During trade on Monday into today, spot palladium prices sank five percent. The United States has hinted that it could ease sanctions against Russia’s Rusal. Also, gold hit a two week low. This morning, investors fled safe haven assets for the dollar. This came as U.S. Treasury yields are trading near three percent.
As of 2:30 PM EST, Monday, Spot palladium was down 4.43 percent. It was trading at $984.43 an ounce. This was near its session low of $978.22 an ounce.
Spot gold was also down. It fell 0.79 percent to $1,324.20 per ounce. This comes after trading near a two week low of $1,323.61. U.S. gold futures, for June delivery, were also down. They shed 0.92 percent to $1,326 per ounce.

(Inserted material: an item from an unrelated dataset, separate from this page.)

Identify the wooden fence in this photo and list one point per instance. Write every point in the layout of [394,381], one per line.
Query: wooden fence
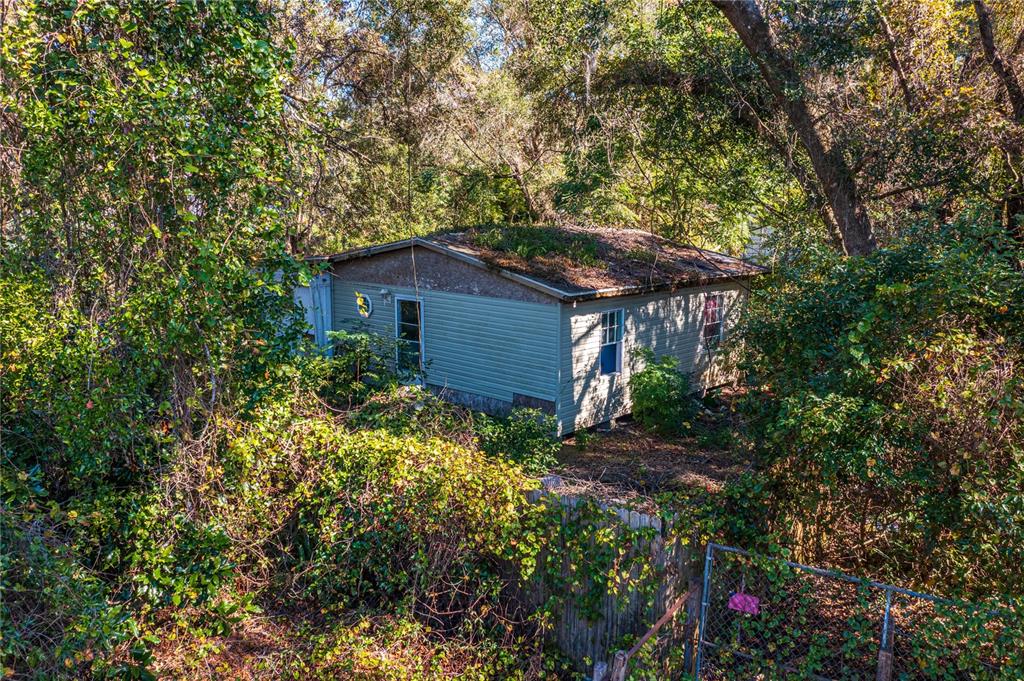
[629,614]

Traders React to Comments from the U.S. on Russian Sanctions
In the headlines, the United States said it could ease back sanctions on Russian aluminum firm Rusal. This could happen if Oleg Deripaska give up control of the firm. This signaled that Washington might extend more sanctions to Russian palladium miner Nornickel.
Nornickel, the world’s largest palladium miner, is has known ties with both Rusian companies, Rusal and Deripaska. Fears of new U.S. sanctions had sent prices soaring. This has happened since April 6. That is when sanctions from the United States were first levied against Russia.
Also in the headlines, affecting global commodity prices, the U.S. dollar his at a seven-week high. The dollar is being supported by a spike in the yield for the benchmark 10 year Treasury note. It is now testing the key three percent level.
A firmer dollar makes dollar priced commodities more expensive to hold. As a result, traders have shifted out of commodities and safe havens into the higher yielding U.S. dollar. Other safe haven currencies, like the Japanese yen, also lost ground this morning during Asian trade hours.